The problem is as follows: Write a predicate in Prolog most_common_sublist(L1,N,L2) that will find the sublist L2 with length N such that it is the most common sublist in L1.
//Example 1:
?- most_common_sublist([1,2,2,3,2,2,4,2,2,3],1,L).
L=[2];
//Example 2:
?- most_common_sublist([1,2,2,3,2,2,4,2,2,3],2,L).
L=[2,2];
//Example 3:
?- most_common_sublist([1,2,2,3,2,2,4,2,2,3],3,L).
L=[2,2,3];
My approach was to generate all the possible sublists of size N using the generator predicate, check which of those is the most common one in the list using the check predicate, and then just put that as my result.

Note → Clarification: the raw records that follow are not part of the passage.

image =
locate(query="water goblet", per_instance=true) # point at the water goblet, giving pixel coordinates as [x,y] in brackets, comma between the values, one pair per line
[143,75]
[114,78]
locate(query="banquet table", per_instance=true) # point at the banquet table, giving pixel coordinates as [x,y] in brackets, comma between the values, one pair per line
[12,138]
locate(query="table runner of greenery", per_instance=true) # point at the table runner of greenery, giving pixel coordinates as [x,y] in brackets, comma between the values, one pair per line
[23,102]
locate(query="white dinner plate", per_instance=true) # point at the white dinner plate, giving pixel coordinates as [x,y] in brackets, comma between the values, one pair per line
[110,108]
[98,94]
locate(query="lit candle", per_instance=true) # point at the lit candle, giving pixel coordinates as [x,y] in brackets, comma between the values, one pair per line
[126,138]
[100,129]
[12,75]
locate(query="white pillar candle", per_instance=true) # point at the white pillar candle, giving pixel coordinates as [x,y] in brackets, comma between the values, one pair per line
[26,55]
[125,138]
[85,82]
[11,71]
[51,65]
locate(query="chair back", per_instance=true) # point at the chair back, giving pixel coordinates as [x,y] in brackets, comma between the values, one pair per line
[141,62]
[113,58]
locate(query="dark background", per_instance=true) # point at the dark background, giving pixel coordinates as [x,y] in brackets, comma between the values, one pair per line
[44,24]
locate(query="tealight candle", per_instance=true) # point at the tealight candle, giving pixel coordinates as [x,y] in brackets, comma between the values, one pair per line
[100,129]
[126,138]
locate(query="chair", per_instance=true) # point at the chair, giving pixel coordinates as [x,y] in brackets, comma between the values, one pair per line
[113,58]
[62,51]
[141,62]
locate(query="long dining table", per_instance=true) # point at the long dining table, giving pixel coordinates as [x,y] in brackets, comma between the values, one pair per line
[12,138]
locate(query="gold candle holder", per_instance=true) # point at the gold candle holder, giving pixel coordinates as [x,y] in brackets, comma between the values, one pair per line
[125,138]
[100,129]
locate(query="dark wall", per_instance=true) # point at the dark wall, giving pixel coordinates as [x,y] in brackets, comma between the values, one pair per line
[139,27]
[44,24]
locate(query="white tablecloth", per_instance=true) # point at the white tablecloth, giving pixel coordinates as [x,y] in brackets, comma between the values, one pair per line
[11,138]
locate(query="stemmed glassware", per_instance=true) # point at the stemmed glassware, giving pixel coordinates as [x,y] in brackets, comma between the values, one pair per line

The reason why I'm not using the built-in predicates for length and add is because I'm supposed to write my own.
My generator predicate works, it gives out the correct output.
?- generator([1,2,2,3,2,2,4,2,2,3],3,L).
L = [[1, 2, 2], [2, 2, 3], [2, 3, 2], [3, 2, 2], [2, 2, 4], [2, 4, 2], [4, 2|...], [2|...]] [write]
L = [[1, 2, 2], [2, 2, 3], [2, 3, 2], [3, 2, 2], [2, 2, 4], [2, 4, 2], [4, 2, 2], [2, 2, 3]]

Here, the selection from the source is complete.